- Nolic Location within the state of Arizona Nolic Nolic (the United States)
- Coordinates: 32°02′03″N 111°57′18″W﻿ / ﻿32.03417°N 111.95500°W
- Country: United States
- State: Arizona
- County: Pima

Area
- • Total: 0.52 sq mi (1.35 km^{2})
- • Land: 0.52 sq mi (1.35 km^{2})
- • Water: 0 sq mi (0.00 km^{2})
- Elevation: 2,379 ft (725 m)

Population (2020)
- • Total: 12
- • Density: 23.0/sq mi (8.87/km^{2})
- Time zone: UTC-7 (MST)
- ZIP code: 85634
- Area code: 520
- FIPS code: 04-49710
- GNIS feature ID: 2582831

= Nolic, Arizona =

CDP in Pima County, Arizona

Nolic is a census-designated place (CDP) located on the Tohono O'odham Indian Reservation in Pima County, Arizona, United States. The population was 37 at the 2010 census.

==Geography==
Nolic is located at (32.034183, −111.955021). According to the United States Geological Survey, the CDP has a total area of 0.52 sqmi, all land.

==Demographics==

As of the 2010 census, there were 37 people living in the CDP: 16 male and 21 female. 17 were 19 years old or younger, 6 were ages 20–34, 2 were between the ages of 35 and 49, 3 were between 50 and 64, and the remaining 9 were aged 65 and above. The median age was 25.5 years.

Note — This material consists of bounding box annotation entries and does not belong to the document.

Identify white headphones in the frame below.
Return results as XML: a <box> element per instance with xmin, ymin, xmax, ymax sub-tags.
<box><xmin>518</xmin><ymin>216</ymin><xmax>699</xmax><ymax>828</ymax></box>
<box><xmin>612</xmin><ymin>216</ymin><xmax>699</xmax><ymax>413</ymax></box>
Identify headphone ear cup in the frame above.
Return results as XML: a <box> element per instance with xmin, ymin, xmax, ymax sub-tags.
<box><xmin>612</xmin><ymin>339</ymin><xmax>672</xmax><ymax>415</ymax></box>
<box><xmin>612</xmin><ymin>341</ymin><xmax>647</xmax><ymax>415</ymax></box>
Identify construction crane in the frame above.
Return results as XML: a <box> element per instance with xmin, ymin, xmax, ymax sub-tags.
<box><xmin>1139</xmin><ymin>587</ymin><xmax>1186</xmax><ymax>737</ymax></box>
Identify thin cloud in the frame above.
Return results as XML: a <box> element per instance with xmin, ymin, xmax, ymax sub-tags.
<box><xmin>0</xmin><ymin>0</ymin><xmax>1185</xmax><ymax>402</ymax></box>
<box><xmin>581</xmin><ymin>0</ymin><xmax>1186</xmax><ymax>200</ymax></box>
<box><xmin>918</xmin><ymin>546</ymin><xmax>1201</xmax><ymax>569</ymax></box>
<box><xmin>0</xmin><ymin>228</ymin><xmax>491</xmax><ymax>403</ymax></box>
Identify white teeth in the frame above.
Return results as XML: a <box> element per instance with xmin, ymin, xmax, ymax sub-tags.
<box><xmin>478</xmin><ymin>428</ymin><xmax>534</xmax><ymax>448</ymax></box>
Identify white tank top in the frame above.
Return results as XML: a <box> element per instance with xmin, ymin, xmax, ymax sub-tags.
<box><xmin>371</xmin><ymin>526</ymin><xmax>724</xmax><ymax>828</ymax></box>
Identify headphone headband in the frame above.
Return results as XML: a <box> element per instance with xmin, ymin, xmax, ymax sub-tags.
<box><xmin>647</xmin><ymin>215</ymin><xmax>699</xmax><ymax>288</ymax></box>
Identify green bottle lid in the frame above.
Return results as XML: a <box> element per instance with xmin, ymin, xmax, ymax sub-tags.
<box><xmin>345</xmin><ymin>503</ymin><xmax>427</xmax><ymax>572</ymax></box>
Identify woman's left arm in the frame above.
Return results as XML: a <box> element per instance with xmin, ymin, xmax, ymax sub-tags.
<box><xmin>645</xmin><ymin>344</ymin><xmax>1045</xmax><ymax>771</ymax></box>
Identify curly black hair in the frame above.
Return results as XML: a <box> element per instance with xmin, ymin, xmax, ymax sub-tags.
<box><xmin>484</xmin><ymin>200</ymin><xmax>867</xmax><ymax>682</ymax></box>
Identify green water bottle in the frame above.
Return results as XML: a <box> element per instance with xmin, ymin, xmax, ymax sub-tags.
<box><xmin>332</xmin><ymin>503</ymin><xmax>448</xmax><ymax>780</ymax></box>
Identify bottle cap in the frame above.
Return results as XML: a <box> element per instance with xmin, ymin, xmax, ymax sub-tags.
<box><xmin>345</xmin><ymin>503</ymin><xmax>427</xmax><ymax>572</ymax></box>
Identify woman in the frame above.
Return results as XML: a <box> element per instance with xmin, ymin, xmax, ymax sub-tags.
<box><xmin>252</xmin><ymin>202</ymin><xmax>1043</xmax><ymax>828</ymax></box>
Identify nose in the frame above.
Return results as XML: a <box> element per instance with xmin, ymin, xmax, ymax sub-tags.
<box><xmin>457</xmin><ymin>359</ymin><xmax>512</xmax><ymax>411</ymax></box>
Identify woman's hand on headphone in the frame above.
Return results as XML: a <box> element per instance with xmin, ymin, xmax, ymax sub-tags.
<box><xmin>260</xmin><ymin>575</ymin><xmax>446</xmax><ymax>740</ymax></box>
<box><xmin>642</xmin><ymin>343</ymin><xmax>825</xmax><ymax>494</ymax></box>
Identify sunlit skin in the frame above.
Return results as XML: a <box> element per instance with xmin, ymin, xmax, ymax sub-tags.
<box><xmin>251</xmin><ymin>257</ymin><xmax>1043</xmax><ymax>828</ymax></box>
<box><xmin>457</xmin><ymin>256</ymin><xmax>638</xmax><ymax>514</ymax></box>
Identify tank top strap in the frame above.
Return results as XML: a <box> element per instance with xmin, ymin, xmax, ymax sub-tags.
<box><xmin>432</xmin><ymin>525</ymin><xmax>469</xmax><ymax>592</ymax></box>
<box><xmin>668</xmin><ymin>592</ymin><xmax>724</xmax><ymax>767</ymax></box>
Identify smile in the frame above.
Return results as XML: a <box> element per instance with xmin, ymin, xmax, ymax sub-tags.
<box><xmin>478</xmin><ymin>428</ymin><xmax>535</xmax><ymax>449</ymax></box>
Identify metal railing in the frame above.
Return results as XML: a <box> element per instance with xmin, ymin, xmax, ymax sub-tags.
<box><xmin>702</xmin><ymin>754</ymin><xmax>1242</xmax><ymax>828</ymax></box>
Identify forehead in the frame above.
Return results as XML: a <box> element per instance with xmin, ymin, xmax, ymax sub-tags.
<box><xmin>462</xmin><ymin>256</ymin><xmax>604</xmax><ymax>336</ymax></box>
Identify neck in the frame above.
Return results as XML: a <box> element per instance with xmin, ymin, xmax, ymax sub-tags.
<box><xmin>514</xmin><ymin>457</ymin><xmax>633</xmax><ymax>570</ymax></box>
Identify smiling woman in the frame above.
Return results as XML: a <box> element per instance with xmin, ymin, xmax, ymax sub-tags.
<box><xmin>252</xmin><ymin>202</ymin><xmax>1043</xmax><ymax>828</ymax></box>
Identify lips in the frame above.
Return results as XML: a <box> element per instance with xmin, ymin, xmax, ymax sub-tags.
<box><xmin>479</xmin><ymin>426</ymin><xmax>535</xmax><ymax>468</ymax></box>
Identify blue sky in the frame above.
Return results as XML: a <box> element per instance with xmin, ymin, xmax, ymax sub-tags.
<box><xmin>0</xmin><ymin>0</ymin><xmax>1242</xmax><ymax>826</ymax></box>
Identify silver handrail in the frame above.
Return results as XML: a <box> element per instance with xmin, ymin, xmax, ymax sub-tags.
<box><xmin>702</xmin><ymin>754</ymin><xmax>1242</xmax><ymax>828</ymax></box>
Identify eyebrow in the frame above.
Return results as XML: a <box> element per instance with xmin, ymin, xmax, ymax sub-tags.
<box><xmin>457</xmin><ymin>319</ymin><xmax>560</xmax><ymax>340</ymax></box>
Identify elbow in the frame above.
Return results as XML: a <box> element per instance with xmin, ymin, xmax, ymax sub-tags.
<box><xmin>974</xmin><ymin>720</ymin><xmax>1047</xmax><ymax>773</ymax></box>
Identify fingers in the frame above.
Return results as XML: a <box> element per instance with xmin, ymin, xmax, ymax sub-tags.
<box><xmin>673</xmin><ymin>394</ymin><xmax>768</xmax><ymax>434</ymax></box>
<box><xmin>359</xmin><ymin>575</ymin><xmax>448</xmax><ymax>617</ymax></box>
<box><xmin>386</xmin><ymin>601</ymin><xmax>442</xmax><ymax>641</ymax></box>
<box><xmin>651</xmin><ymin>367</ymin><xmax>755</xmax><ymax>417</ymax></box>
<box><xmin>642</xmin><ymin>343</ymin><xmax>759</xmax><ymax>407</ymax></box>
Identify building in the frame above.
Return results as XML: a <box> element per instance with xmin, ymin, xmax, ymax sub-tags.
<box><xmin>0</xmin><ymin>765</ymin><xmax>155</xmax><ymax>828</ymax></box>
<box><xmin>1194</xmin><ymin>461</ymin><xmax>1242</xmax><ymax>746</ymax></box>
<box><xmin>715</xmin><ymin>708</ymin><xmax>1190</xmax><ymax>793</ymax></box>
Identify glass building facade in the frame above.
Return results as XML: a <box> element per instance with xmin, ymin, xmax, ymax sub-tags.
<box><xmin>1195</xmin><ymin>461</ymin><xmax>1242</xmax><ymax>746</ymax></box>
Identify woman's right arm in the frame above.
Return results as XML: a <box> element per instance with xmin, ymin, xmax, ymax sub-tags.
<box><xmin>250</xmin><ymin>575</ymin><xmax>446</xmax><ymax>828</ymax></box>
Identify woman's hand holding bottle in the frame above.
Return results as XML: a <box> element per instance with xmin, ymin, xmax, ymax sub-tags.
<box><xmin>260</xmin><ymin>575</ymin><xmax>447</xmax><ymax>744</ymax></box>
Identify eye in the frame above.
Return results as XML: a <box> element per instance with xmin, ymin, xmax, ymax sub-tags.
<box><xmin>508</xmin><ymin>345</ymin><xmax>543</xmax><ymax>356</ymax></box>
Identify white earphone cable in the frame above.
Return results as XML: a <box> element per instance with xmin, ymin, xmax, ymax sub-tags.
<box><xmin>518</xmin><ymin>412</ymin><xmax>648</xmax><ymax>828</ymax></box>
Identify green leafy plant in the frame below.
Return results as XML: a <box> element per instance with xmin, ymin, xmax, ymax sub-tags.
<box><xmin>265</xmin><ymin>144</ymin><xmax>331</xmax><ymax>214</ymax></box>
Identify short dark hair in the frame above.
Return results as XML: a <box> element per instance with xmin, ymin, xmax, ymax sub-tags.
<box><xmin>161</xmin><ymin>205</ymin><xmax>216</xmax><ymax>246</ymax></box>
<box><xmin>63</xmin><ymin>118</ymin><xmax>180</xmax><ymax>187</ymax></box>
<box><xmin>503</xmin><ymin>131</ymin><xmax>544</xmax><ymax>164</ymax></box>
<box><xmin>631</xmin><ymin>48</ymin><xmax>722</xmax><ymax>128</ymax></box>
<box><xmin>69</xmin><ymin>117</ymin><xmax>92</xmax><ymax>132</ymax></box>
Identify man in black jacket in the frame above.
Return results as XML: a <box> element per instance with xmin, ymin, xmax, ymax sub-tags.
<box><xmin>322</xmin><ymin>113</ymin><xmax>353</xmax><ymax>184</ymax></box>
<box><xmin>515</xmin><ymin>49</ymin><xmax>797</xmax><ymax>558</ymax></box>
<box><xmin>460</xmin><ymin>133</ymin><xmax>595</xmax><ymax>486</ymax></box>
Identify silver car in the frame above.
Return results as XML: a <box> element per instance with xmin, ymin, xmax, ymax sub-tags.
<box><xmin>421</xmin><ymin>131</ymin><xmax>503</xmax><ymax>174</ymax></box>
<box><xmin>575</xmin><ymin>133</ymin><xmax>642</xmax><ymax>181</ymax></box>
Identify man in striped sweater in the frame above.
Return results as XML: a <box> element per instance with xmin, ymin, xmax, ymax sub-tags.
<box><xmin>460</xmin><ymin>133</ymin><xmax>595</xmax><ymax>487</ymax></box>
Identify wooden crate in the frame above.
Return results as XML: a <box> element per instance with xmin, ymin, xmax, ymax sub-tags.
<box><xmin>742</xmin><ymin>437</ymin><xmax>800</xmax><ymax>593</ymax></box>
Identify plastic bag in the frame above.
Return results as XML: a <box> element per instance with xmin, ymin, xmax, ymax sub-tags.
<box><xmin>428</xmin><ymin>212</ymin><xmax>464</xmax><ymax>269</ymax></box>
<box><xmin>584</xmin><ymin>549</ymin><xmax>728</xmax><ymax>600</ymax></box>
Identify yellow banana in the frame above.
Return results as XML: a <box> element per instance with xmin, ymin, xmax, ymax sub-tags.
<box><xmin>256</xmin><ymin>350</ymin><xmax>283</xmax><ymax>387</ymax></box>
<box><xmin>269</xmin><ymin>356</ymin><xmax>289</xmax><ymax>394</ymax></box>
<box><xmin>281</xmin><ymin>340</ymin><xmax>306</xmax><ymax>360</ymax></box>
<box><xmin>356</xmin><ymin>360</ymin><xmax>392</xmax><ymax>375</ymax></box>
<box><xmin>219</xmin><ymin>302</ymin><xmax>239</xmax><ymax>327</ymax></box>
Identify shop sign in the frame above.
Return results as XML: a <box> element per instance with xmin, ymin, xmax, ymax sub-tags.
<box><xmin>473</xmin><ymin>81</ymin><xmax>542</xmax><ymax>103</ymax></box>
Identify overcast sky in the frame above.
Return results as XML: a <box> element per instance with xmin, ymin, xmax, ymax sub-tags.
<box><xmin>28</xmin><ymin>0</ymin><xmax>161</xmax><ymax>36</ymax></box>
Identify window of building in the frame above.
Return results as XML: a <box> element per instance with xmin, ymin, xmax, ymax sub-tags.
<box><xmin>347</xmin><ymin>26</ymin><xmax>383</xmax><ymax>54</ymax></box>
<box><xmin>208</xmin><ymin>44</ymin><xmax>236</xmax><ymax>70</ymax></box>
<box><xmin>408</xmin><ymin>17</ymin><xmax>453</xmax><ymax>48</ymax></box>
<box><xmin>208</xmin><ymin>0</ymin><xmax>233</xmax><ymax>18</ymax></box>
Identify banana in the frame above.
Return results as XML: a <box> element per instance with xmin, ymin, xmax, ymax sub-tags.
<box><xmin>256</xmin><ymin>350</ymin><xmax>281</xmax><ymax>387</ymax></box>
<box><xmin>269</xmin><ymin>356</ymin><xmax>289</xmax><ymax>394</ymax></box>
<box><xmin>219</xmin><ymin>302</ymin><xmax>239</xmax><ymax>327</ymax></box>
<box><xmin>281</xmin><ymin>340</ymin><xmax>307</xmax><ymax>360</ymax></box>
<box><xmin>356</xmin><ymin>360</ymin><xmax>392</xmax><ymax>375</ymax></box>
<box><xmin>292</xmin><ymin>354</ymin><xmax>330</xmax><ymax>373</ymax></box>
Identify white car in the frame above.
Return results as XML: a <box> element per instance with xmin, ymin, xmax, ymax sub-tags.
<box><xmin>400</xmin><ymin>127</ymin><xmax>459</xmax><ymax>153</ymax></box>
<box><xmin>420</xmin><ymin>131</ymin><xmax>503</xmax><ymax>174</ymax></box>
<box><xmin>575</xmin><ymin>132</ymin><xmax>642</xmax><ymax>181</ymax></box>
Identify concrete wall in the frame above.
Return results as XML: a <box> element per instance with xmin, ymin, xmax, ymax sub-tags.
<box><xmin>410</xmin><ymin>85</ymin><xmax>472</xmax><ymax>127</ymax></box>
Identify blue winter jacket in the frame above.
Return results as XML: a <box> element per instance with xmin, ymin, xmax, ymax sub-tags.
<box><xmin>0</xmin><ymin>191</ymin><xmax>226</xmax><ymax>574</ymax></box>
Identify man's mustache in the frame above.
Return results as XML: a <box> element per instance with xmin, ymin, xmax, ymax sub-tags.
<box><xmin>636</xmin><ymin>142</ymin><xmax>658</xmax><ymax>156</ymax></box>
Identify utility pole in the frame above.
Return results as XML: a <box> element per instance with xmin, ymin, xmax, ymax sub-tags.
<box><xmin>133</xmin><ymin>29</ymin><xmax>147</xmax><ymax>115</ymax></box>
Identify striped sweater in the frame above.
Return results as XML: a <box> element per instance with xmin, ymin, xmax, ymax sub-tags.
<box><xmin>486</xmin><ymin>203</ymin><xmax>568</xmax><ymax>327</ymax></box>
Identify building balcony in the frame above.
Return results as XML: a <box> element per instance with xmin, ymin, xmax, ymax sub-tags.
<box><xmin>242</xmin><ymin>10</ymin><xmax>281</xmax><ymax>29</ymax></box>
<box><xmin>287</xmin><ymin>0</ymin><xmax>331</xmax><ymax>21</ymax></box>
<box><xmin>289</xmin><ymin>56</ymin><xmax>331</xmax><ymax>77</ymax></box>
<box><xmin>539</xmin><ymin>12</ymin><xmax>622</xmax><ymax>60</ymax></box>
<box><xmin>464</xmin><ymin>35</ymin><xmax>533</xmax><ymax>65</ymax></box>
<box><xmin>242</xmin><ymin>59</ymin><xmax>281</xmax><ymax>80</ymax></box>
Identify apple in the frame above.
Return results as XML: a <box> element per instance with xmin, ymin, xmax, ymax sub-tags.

The racial makeup of the CDP was 95% American Indian, and 5% White. 8% of the population were Hispanic or Latino of any race.

There were 13 households in the CDP, nine family households (69%) and four non-family households (31%), with an average household size of 2.9. Of the family households, two were married couples living together, while there were one single father and six single mothers; the non-family households included four adults living alone: three male and one female.

The CDP contained 15 housing units, of which 13 were occupied and two were vacant.

Historical population
| Census | Pop. | Note | %± |
| 2020 | 12 |  | — |
U.S. Decennial Census

==Education==
It is in the Indian Oasis-Baboquivari Unified School District.